Len Baldyga passes along a Voice of America article on the People’s Republic’s new radio broadcasts in East Africa:
State-run China Radio International Friday launched its FM station in the Kenyan capital. The move is seen as a way for the Asian country to have a greater influence in Africa.
The station is transmitting 19 hours of programming in English, Kiswahili (the language widely spoken in East Africa) and standard Chinese.
China Radio International director Wang Gengnian said in a statement the station will broadcast the latest news from China and around the world and "the latest on friendly exchanges between China and Kenya."
One observer sees the PRC broadcasts as a move to augment its record-high trade with Africa—especially in oil from Sudan—with reputation-enhancing broadcasting:
Kodi Barth is a journalism lecturer at the United States International University in Nairobi and writes a column about the media in one of Kenya's daily newspapers. He tells VOA that he believes the new radio station is connected with China's increasing economic activities and interests in Kenya and the rest of East Africa.
Barth says Kenyans may initially tune into the station out of curiosity, but will have trouble competing with Voice of America, the British Broadcasting Corporation (BBC), and other foreign heavyweights.

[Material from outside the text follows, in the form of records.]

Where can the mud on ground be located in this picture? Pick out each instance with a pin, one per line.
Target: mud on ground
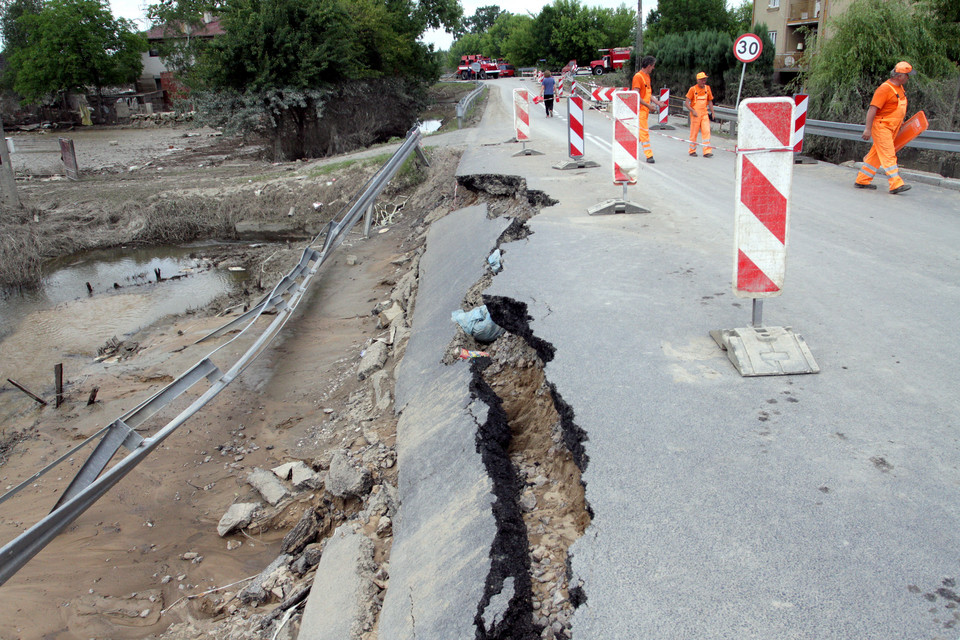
(146, 560)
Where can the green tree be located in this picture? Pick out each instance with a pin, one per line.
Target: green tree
(71, 45)
(865, 43)
(316, 76)
(677, 16)
(11, 34)
(482, 19)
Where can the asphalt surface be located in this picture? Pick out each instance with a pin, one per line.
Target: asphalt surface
(807, 506)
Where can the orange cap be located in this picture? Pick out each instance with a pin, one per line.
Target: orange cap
(904, 67)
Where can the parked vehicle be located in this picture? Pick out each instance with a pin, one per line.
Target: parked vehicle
(488, 68)
(611, 60)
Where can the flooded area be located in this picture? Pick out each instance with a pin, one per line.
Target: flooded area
(64, 319)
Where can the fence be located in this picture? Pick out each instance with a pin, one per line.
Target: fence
(91, 482)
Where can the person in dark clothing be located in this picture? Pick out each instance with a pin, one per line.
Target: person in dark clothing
(547, 88)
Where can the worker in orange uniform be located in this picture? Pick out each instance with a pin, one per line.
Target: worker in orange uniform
(699, 103)
(641, 83)
(884, 118)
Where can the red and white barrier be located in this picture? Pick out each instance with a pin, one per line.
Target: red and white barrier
(626, 140)
(799, 120)
(605, 94)
(764, 178)
(521, 114)
(575, 126)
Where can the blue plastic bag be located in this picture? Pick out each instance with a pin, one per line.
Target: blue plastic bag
(477, 323)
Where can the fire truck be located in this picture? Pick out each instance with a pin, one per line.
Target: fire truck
(488, 68)
(611, 60)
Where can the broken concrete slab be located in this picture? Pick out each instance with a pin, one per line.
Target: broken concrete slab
(444, 531)
(337, 607)
(344, 480)
(238, 516)
(268, 486)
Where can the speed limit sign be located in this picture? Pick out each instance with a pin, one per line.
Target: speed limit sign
(747, 48)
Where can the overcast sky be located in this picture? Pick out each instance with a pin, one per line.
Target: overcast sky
(136, 9)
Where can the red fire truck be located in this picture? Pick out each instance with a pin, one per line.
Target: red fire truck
(611, 60)
(488, 68)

"Historically Kenyans seem to identify with the BBC," he said. "I think they occupy a market that's hard to beat, maybe because of Kenya's history with Britain. The Voice of America also, Kenyans tend to turn to VOA when they're looking for what they regard as independent analysis of their country. Now I don't see that happening with the Chinese radio, maybe because Kenyans haven't perceived the Chinese as interested in democratic space or independent views."
It’s unlikely the PRC is expanding its Africa broadcasts out of the goodness of its heart; as many observers have noted, Beijing seeks Africa’s extensive mineral wealth and has moved aggressively to secure it. China Radio International already broadcasts extensively in English and other languages, and already has offices in Lagos, Nigeria—a no-brainer for its oil interests—and Harare, Zimbabwe, perhaps as a sop to the Robert Mugabe government that controls access to large amounts of chromite and platinum.